Prefaulting for i/o buffers

mdf at FreeBSD.org mdf at FreeBSD.org
Sat Feb 25 16:34:07 UTC 2012


On Sat, Feb 25, 2012 at 7:13 AM, Pawel Jakub Dawidek <pjd at freebsd.org> wrote:
> On Sat, Feb 25, 2012 at 01:01:32PM +0000, Attilio Rao wrote:
>> Il 03 febbraio 2012 19:37, Konstantin Belousov <kostikbel at gmail.com> ha scritto:
>> > FreeBSD I/O infrastructure has well known issue with deadlock caused
>> > by vnode lock order reversal when buffers supplied to read(2) or
>> > write(2) syscalls are backed by mmaped file.
>> >
>> > I previously published the patches to convert i/o path to use VMIO,
>> > based on the Jeff Roberson proposal, see
>> > http://wiki.freebsd.org/VM6. As a side effect, the VM6 fixed the
>> > deadlock. Since that work is very intrusive and did not got any
>> > follow-up, it get stalled.
>> >
>> > Below is very lightweight patch which only goal is to fix deadlock in
>> > the least intrusive way. This is possible after FreeBSD got the
>> > vm_fault_quick_hold_pages(9) and vm_fault_disable_pagefaults(9) KPIs.
>> > http://people.freebsd.org/~kib/misc/vm1.3.patch
>>
>> Hi,
>> I was reviewing:
>> http://people.freebsd.org/~kib/misc/vm1.11.patch
>>
>> and I think it is great. It is simple enough and I don't have further
>> comments on it.
>>
>> However, as a side note, I was thinking if we could get one day at the
>> point to integrate rangelocks into vnodes lockmgr directly.
>> It would be a huge patch, rewrtiting the locking of several members of
>> vnodes likely, but I think it would be worth it in terms of cleaness
>> of the interface and less overhead. Also, it would be interesting to
>> consider merging rangelock implementation in ZFS' one, at some point.
>
> I personal opinion about rangelocks and many other VFS features we
> currently have is that it is good idea in theory, but in practise it
> tends to overcomplicate VFS.
>
> I'm in opinion that we should move as much stuff as we can to individual
> file systems. We try to implement everything in VFS itself in hope that
> this will simplify file systems we have. It then turns out only one file
> system is really using this stuff (most of the time it is UFS) and this
> is PITA for all the other file systems as well as maintaining VFS. VFS
> became so complicated over the years that there are maybe few people
> that can understand it, and every single change to VFS is a huge risk of
> potentially breaking some unrelated parts.
>
> File systems most of the time know much better how they work and what
> should be done to make them optimal. For example ZFS had range locking
> from day one, but we can't take advantage of this, because our VFS "knows
> better" how ZFS locking should be done. There plenty of examples:
> - range vnode locking,
> - shared vnode locking,
> - quota (which I believe is still part of UFS, but I remember ideas of
>  moving it to VFS),
> - suspend/resume fs,
> - buffer cache,
> - vnodes reclamation.
> I'm sure there are other examples.
>
> In my opinion we should do whatever we can to simplify VFS. Having
> complex VFS makes it harder, _not_ easier to develop file systems for
> and port file systems to FreeBSD. Interaction with VFS was definiately
> the hardest part of my work to port ZFS to FreeBSD.

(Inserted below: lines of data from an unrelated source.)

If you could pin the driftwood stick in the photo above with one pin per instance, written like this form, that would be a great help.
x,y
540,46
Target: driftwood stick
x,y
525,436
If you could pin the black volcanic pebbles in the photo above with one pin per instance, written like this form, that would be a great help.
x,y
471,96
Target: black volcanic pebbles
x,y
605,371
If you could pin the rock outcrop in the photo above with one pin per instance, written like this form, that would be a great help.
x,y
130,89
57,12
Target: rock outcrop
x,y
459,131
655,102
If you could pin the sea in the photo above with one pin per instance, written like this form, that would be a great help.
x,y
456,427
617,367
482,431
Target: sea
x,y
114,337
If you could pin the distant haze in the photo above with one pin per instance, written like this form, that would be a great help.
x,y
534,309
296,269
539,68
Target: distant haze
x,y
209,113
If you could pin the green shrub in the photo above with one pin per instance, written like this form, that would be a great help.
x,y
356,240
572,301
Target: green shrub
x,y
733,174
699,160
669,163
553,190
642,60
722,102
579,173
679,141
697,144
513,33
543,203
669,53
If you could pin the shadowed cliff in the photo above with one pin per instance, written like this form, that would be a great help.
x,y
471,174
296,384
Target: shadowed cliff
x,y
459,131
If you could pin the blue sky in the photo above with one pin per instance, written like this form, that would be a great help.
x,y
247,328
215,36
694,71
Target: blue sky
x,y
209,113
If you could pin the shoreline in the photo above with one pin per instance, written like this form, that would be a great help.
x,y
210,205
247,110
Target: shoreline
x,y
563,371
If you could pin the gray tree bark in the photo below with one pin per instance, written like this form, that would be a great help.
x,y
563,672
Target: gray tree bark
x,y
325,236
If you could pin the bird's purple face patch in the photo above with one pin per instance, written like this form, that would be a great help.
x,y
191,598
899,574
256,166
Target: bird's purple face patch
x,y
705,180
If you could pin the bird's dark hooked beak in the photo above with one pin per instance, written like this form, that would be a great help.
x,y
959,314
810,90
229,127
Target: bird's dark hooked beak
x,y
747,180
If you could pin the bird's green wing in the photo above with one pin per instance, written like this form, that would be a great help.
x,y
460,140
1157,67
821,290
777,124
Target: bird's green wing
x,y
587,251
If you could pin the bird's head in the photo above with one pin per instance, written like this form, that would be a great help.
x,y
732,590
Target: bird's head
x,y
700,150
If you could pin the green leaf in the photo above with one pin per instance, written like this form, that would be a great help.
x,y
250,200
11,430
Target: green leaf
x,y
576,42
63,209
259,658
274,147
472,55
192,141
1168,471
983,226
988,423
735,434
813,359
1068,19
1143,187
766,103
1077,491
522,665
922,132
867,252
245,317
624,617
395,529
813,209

It's also a large hassle when maintaining a custom VFS for a commercial product.

When we implemented multi-writer (either multiple nodes or multiple
threads on a node writing to a file) we had to add a new lockmgr(9)
lock type and implement range locks on the file data.  But the details
of my file system's range locking needs are not the same as yours.
And maybe your filesystem will never allow multi-writer since it
doesn't have the same performance concerns.

But then we need a bunch of new VOPs to attempt a DELTA locked
operation, and fail back to a SHARED or EXCLUSIVE when the filesystem
doesn't support it.  This becomes a large patch on vfs_* files to
maintain, making it harder to stay in sync with other FreeBSD changes.

So it's not just ZFS, that's just the most accessible example.